I'm currently following Steve Yegge's advice on preparing for a technical programming interview: http://steve-yegge.blogspot.com/2008/03/get-that-job-at-google.html
In his section on Graphs, he states:
There are three basic ways to
represent a graph in memory (objects
and pointers, matrix, and adjacency
list), and you should familiarize
yourself with each representation and
its pros and cons.
The pros and cons of matrix and adjacency list representations are described in CLRS, but I haven't been able to find a resource that compares these to an object representation.
Just by thinking about it, I can infer some of this myself, but I'd like to make sure I haven't missed something important. If someone could describe this comprehensively, or point me to a resource which does so, I would greatly appreciate it.
objects and pointers
These are just basic datastructures like hammar said in the other answer, in Java
you would represent this with classes like edges and vertices. For example an edge connects two vertices and can either be directed or undirected and it can contain a weight. A vertex can have an ID, name etc. Mostly both of them have additional properties. So you can construct your graph with them like
Vertex a = new Vertex(1);
Vertex b = new Vertex(2);
Edge edge = new Edge(a,b, 30); // init an edge between ab and be with weight 30
This approach is commonly used for object oriented implementations, since it is more readable and convenient for object oriented users ;).
matrix
A matrix is just a simple 2 dimensional array.

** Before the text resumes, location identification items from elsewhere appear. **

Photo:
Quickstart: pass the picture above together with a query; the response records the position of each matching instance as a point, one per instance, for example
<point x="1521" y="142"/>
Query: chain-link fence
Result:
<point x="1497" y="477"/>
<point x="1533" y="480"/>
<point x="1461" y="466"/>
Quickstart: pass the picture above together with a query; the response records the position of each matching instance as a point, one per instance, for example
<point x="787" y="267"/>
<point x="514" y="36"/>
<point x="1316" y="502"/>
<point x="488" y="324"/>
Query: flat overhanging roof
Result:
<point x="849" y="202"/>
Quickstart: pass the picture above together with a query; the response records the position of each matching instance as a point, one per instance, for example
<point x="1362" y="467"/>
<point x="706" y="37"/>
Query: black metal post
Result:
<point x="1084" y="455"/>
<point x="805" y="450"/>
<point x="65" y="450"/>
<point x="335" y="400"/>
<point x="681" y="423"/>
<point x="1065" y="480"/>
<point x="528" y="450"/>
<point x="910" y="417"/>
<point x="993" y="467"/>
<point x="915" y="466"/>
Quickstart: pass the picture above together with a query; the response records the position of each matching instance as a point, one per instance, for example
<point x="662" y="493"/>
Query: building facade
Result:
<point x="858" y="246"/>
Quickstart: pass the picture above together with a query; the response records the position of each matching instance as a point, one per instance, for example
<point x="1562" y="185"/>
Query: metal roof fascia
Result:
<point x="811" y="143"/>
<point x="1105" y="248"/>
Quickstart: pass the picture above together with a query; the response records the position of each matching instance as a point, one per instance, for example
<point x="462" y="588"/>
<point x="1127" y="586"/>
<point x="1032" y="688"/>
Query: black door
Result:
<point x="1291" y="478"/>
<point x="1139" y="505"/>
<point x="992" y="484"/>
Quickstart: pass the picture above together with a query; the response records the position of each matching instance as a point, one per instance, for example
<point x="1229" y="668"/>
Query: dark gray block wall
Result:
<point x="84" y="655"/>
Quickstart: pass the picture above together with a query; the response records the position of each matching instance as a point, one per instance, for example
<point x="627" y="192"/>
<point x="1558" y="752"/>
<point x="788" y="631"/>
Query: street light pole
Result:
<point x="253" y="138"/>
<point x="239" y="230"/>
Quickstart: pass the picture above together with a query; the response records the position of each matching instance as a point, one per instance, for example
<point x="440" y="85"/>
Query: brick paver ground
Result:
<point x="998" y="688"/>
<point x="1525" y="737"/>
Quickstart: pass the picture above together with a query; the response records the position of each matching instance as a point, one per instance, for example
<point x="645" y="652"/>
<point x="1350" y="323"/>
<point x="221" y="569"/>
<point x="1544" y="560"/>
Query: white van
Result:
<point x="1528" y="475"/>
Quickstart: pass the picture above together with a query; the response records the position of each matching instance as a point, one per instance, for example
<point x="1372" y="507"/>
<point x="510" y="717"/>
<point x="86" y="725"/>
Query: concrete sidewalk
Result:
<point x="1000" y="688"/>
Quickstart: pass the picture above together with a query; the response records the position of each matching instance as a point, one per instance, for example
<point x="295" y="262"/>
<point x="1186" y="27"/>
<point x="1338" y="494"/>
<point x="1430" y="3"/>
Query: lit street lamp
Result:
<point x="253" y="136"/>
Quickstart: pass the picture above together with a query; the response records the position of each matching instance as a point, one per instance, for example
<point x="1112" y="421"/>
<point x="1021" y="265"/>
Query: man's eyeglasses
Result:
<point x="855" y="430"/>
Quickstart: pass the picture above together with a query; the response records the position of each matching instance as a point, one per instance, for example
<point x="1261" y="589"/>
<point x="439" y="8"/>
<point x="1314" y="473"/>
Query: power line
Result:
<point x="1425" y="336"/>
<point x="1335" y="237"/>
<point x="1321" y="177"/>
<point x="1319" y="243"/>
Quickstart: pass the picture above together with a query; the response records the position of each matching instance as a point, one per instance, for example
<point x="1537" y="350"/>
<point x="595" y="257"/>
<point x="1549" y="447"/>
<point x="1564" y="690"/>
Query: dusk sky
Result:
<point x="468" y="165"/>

Assuming you have vertex ID's that can be represented as an int array like this:
int[][] adjacencyMatrix = new int[SIZE][SIZE]; // SIZE is the number of vertices in our graph
adjacencyMatrix[0][1] = 30; // sets the weight of a vertex 0 that is adjacent to vertex 1
This is commonly used for dense graphs where index access is necessary. You can represent a un/directed and weighted structure with this.
adjacency list
This is just a simple datastructure mix, I usually implement this using a HashMap<Vertex, List<Vertex>>
. Similar used can be the HashMultimap
in Guava.
This approach is cool, because you have O(1) (amortized) vertex lookup and it returns me a list of all adjacent vertices to this particular vertex I demanded.
ArrayList<Vertex> list = new ArrayList<>();
list.add(new Vertex(2));
list.add(new Vertex(3));
map.put(new Vertex(1), list); // vertex 1 is adjacent to 2 and 3
This is used for representing sparse graphs, if you are applying at Google, you should know that the webgraph is sparse. You can deal with them in a more scalable way using a BigTable.
Oh and BTW, here is a very good summary of this post with fancy pictures ;)
Objects and pointers is mostly the same as adjacency list, at least for the purpose of comparing algorithms that use these representations.
Compare
struct Node {
Node *neighbours[];
};
with
struct Node {
Node *left;
Node *right;
};
You can easily construct the list of neighbours on-the-fly in the latter case, if it is easier to work with than named pointers.
Advantage of the object representation (incidence list) is that two adjacent vertices share the same instance of the edge. This makes it easy to manipulate with undirected edge data (length, cost, flow or even direction). However it uses extra memory for pointers.
Another good resource: Khan Academy - "Representing Graphs"
Besides adjacency list and adjacency matrix, they list "edge lists" as a 3rd type of graph representation. An edge list could be interpreted as a list of "edge objects" like those in Thomas's "objects and pointers" answer.
Advantage: We can store more information about the edge (mentioned by Michal)
Disadvantage: It's a very slow data structure to work with:
- Lookup an edge: O(log e)
- Remove an edge: O(e)
- Find all nodes adjacent to a given node: O(e)
- Determine whether there exists a path between two nodes: O(e^2)
e = number of edges